E così chiosa Johann Wolfgang Goethe nel suo Viaggio in Italia: “In genere si resta colpiti dall’aspetto bello e grandioso che hanno in Toscana le opere pubbliche, le strade, i ponti …. i mari antichi hanno fatto il loro dovere e hanno accumulato uno spesso sedimento argilloso, di colore giallo chiaro e facile a lavorarsi. Le arature sono profonde, ma avvengono ancora in modo primitivo: gli aratri non hanno ruote e i vomeri non sono mobili, sicché il contadino, curvo dietro i suoi buoi, trascina il vomere dissodando il terreno. Arano fino a cinque volte e spargono a mano poco concime, assai leggero. Infine seminano il grano, poi alzano delle sottili porche, in mezzo alle quali si formano profondi solchi in cui può scorrere l’acqua piovana, Il grano cresce alto sulle porche e i contadini vanno su e giù per i solchi a sarchiare. E’ comprensibile che si segua questo metodo dove c’è da temere l’umidità. ”

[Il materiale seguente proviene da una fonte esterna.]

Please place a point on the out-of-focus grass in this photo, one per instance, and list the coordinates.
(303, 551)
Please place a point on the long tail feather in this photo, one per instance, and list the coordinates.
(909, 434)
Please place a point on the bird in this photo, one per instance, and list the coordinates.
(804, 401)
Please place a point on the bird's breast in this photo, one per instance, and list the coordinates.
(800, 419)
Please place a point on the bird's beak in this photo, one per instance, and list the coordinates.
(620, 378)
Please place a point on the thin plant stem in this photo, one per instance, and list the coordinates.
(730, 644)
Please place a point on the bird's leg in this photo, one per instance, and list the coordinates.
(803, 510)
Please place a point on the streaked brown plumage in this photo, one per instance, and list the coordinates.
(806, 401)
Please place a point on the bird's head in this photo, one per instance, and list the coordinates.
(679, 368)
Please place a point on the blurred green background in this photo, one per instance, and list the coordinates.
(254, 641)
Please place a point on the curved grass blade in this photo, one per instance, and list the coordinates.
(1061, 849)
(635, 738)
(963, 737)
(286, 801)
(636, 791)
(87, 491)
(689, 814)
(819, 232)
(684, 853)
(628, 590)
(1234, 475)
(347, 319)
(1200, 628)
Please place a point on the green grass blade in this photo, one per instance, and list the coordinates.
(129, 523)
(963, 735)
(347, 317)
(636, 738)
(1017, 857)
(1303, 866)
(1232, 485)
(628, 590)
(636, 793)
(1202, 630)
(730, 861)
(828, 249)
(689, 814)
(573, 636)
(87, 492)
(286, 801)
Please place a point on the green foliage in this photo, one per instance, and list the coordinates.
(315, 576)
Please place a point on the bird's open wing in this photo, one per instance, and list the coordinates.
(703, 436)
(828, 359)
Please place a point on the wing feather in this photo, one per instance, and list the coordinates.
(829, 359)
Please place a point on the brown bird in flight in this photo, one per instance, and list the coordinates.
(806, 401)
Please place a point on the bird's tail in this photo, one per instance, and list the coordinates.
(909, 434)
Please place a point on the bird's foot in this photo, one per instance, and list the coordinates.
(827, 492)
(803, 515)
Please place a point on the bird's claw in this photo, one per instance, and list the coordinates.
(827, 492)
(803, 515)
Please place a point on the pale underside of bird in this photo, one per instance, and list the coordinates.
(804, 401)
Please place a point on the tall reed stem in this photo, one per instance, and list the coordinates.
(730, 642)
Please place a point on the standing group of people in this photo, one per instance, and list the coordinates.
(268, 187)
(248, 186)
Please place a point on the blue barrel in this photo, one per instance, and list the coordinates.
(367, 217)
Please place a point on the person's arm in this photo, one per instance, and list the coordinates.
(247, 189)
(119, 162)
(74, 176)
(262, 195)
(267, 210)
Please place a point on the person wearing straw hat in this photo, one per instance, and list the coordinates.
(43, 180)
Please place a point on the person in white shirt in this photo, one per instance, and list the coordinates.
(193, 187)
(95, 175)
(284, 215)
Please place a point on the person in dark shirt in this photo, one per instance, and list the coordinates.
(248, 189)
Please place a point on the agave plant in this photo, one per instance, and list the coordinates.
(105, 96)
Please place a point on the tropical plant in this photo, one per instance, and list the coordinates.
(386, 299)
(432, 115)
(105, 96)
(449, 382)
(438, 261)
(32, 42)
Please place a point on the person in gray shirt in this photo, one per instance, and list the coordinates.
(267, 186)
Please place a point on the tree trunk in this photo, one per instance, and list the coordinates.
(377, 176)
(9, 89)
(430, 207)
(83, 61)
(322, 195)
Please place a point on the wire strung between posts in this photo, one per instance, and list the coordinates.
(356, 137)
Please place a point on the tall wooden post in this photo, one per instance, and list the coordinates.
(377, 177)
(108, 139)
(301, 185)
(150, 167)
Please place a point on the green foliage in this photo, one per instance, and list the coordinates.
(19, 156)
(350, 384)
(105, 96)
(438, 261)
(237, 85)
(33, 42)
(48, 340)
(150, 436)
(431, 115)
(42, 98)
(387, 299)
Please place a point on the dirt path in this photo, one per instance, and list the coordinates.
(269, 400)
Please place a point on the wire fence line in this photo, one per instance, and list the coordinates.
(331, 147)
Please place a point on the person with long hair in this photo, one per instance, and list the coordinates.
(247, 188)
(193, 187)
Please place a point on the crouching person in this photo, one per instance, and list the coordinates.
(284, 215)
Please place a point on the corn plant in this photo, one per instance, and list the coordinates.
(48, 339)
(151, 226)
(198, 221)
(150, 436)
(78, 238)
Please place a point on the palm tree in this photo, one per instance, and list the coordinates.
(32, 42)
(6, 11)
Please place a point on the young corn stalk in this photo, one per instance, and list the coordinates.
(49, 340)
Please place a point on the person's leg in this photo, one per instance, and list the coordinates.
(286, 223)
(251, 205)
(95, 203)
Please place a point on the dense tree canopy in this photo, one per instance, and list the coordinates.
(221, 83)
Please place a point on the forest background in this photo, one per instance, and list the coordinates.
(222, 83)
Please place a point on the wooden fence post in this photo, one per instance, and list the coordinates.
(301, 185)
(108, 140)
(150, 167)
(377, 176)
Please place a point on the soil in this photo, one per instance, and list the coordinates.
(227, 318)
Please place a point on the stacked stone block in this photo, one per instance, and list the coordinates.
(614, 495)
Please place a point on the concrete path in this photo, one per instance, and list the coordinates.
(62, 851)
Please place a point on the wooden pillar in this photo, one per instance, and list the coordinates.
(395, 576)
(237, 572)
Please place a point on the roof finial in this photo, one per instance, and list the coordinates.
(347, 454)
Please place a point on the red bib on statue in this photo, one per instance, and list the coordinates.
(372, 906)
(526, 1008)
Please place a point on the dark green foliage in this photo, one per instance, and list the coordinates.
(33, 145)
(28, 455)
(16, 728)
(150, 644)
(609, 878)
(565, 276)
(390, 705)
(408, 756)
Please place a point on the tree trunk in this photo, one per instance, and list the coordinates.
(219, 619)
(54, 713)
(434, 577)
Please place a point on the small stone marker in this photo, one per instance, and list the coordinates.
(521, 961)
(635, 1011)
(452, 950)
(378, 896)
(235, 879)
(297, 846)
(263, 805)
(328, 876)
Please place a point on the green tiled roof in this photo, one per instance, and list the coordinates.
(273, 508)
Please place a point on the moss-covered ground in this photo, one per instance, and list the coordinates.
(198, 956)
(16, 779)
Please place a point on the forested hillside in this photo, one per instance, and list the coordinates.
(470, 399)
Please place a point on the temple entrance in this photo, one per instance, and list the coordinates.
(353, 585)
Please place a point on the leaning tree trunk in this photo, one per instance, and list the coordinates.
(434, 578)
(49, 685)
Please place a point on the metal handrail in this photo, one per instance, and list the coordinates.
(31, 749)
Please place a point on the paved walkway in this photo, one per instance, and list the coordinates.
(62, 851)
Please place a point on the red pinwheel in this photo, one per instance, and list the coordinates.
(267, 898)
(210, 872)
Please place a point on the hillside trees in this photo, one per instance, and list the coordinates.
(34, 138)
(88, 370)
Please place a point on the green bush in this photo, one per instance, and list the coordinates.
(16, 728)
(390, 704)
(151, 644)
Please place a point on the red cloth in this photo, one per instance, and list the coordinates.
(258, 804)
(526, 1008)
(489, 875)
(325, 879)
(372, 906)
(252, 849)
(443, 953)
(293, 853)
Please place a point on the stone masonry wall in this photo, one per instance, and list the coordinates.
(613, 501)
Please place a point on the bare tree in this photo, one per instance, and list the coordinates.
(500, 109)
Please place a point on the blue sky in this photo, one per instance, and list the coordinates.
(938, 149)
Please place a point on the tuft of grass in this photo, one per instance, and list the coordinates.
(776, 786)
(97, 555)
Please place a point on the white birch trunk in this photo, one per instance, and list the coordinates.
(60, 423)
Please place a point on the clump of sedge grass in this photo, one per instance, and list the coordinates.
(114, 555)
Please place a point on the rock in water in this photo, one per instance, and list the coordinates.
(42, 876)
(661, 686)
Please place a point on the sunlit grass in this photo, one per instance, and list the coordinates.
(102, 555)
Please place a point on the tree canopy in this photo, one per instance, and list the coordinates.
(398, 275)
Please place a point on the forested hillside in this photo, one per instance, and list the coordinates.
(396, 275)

L’elogio di molti viaggiatori va a Pietro Leopoldo di Lorena, che con le sue riforme ha saputo imprimere al paese un’accelerazione sulla strada della modernizzazione.

Fra coloro che danno credito al successore dei Medici, dopo la reggenza di Francesco Stefano di Lorena, ci sono i philosophes De Sade, Duclos, Duparty.

Favorevole pure il giudizio di Gudmund Adlerbeth, segretario di Gustavo III di Svezia che nella sua relazione analizzò la politica agraria del Granduca.